The first step to recovery is admitting you have a problem. And that’s exactly what US teens are doing in a new poll on smartphone use, with more than half of those surveyed saying they feel “addicted” to their mobile devices.
The poll, conducted by nonprofit group Common Sense Media and published Tuesday, surveyed more than 1,200 teens and their parents in the hope of highlighting the impact media and technology can have on parent-child relationships. In the survey, 50 percent of teens and 59 percent of their parents agreed the teens were hooked on their phones.
Younger children fare little better. Kids between ages 8 and 12 reported spending nearly six hours a day plugged in, while those 13 to 18 clocked in at nine hours a day, according to Common Sense.

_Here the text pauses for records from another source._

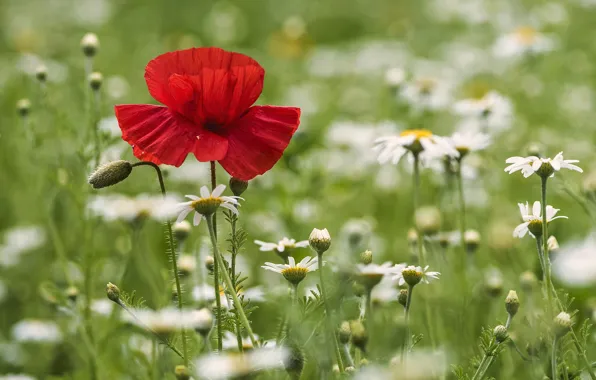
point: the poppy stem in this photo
(171, 251)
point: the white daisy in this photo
(418, 141)
(282, 245)
(413, 274)
(542, 166)
(207, 204)
(294, 272)
(33, 330)
(533, 220)
(522, 41)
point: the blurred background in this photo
(358, 70)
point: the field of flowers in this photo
(297, 189)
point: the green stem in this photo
(547, 270)
(228, 281)
(172, 252)
(330, 328)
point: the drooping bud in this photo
(113, 292)
(95, 81)
(238, 186)
(500, 333)
(182, 373)
(320, 240)
(562, 324)
(90, 44)
(428, 220)
(24, 107)
(110, 174)
(512, 303)
(359, 335)
(345, 333)
(366, 257)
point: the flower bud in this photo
(402, 298)
(182, 230)
(428, 220)
(24, 107)
(562, 324)
(95, 81)
(359, 335)
(366, 257)
(238, 186)
(113, 292)
(319, 240)
(512, 303)
(471, 240)
(500, 333)
(182, 373)
(41, 73)
(344, 333)
(90, 44)
(110, 174)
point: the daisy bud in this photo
(95, 81)
(359, 335)
(113, 292)
(366, 257)
(203, 321)
(471, 240)
(110, 174)
(500, 333)
(182, 230)
(344, 333)
(512, 303)
(209, 263)
(562, 324)
(181, 373)
(319, 240)
(238, 186)
(41, 73)
(428, 220)
(90, 44)
(72, 293)
(528, 281)
(402, 298)
(24, 107)
(412, 276)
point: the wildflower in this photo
(207, 204)
(208, 93)
(233, 365)
(544, 167)
(284, 245)
(33, 330)
(412, 275)
(533, 221)
(293, 272)
(420, 142)
(522, 41)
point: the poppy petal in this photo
(224, 83)
(156, 134)
(258, 139)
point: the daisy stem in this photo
(545, 258)
(340, 363)
(416, 195)
(228, 281)
(172, 253)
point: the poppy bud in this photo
(41, 73)
(95, 81)
(23, 107)
(110, 174)
(238, 186)
(90, 44)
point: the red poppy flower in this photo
(208, 95)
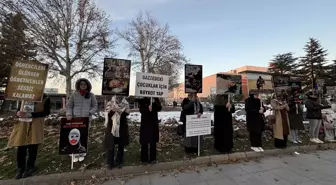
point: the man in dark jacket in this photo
(255, 122)
(314, 116)
(149, 129)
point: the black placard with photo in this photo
(193, 78)
(74, 136)
(228, 84)
(116, 77)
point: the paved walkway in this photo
(305, 169)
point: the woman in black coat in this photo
(110, 141)
(223, 129)
(149, 129)
(255, 121)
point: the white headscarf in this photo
(118, 109)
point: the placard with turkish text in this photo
(27, 81)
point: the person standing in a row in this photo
(149, 129)
(295, 115)
(314, 115)
(223, 129)
(27, 134)
(191, 106)
(116, 132)
(82, 103)
(281, 126)
(255, 122)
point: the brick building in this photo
(249, 74)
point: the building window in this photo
(213, 90)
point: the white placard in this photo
(198, 126)
(151, 85)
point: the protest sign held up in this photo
(151, 85)
(27, 81)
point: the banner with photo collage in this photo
(193, 81)
(116, 77)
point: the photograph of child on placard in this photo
(116, 77)
(193, 78)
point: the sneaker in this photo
(295, 142)
(19, 174)
(75, 159)
(313, 140)
(28, 173)
(319, 141)
(81, 159)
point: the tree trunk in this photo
(5, 106)
(68, 85)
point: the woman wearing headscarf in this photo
(314, 116)
(295, 118)
(223, 129)
(281, 126)
(149, 128)
(116, 132)
(191, 106)
(27, 134)
(254, 119)
(82, 103)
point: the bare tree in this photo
(154, 48)
(72, 35)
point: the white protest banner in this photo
(151, 85)
(198, 126)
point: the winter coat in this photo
(278, 127)
(29, 133)
(82, 106)
(109, 139)
(149, 128)
(254, 120)
(314, 109)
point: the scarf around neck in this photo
(118, 109)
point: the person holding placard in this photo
(255, 122)
(191, 106)
(116, 132)
(281, 127)
(295, 117)
(82, 103)
(223, 129)
(314, 116)
(27, 134)
(149, 129)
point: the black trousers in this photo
(255, 139)
(152, 152)
(278, 143)
(120, 155)
(22, 154)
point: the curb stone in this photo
(219, 158)
(135, 170)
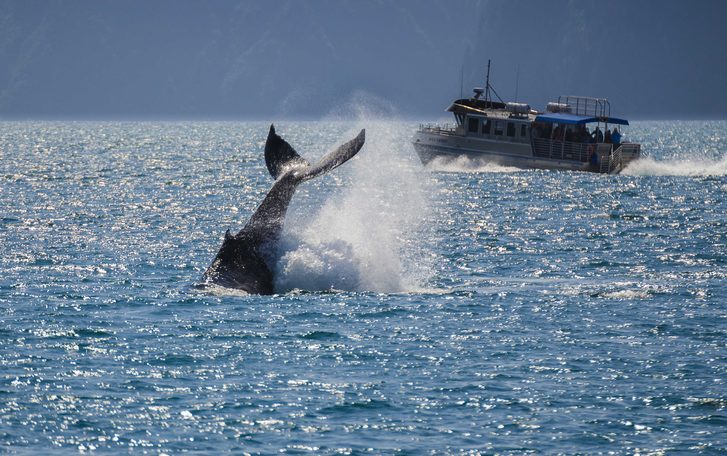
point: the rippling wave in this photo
(444, 310)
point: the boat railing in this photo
(586, 106)
(566, 150)
(437, 128)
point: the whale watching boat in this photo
(574, 133)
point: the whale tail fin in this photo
(335, 158)
(280, 156)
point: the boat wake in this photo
(675, 167)
(468, 165)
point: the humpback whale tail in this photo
(280, 157)
(244, 260)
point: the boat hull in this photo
(518, 155)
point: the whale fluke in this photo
(244, 260)
(279, 155)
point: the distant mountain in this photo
(262, 59)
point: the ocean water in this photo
(465, 308)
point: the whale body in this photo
(246, 260)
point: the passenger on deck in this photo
(597, 135)
(568, 135)
(557, 134)
(616, 136)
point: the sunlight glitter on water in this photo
(534, 311)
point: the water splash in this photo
(364, 237)
(677, 167)
(468, 165)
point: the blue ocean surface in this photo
(463, 308)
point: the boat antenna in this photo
(487, 84)
(461, 81)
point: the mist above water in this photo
(364, 236)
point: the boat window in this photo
(498, 127)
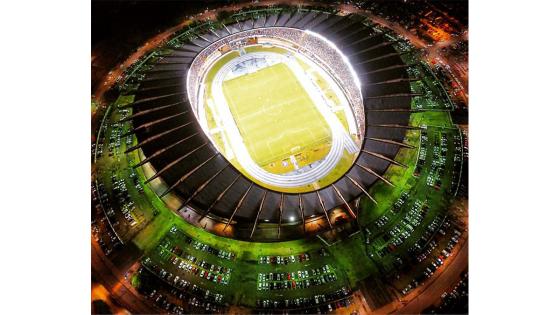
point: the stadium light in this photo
(344, 58)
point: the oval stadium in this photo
(271, 157)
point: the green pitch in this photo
(275, 115)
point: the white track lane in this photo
(339, 141)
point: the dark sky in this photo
(116, 19)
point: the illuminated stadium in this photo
(277, 159)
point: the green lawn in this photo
(275, 115)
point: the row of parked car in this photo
(284, 260)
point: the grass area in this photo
(274, 114)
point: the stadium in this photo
(269, 158)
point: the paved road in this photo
(113, 280)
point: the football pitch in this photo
(274, 114)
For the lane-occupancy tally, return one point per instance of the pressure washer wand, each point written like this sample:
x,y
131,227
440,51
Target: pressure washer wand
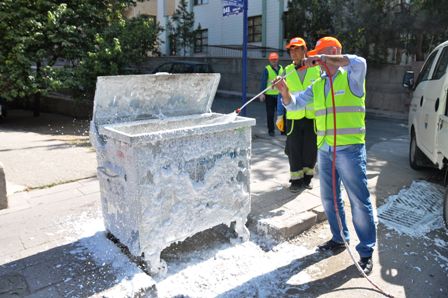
x,y
297,67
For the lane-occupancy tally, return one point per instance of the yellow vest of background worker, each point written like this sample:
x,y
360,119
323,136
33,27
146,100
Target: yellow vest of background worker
x,y
294,85
272,76
350,113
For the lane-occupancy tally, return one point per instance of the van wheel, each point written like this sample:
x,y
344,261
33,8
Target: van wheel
x,y
445,208
416,156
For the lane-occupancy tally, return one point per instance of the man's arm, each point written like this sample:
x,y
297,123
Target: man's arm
x,y
294,101
264,79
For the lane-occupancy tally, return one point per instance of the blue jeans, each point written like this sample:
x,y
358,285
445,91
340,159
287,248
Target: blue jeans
x,y
351,170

Parents didn’t escape criticism, either. Twenty-eight percent of teens faulted parents for checking their phones too often, and 27 percent of parents also acknowledged their own addictive use of mobile devices. Alarmingly, the majority of parents copped to checking their devices while behind the wheel. More than half of the teens said they’d seen their parents do so.
Despite both groups claiming an awareness of excessive mobile device usage, conflict over the devices continues to plague many households. About a third of those polled noted daily arguments over screen time. Ironically, the survey points to many of those arguments arising from a breakdown in communication; 77 percent of parents said their teens seemed distracted by devices even during family time, and 41 percent of teens knocked their parents for similar preoccupation.
“What we’ve discovered is that kids and parents feel addicted to their mobile devices,” said Common Sense CEO James Steyer in a statement. “It is causing daily conflict in homes, and . . . families are concerned about the consequences.”
In a separate review, Common Sense concluded that multitasking with mobile devices impairs individuals’ learning abilities, including their capacity for memorization and effective work habits. In addition, such habits get in the way of face-to-face conversation, particularly handicapping children’s ability to develop empathy.
Steyer added that he hopes the new poll will help equip parents with the necessary information to make responsible decisions about phone use.
Ellen Wartella, director of Northwestern University’s Center on Media and Human Development, said in a statement that the results of the poll should worry parents, but she praised the survey for raising important issues.
“It is a good thing that parents and educators are focused on kids’ social and emotional learning and asking the right questions — many of which we don’t know the answers to yet,” she said. “We need to devote more time and research to understanding the impact of media use on our kids and then adjust our behavior accordingly.”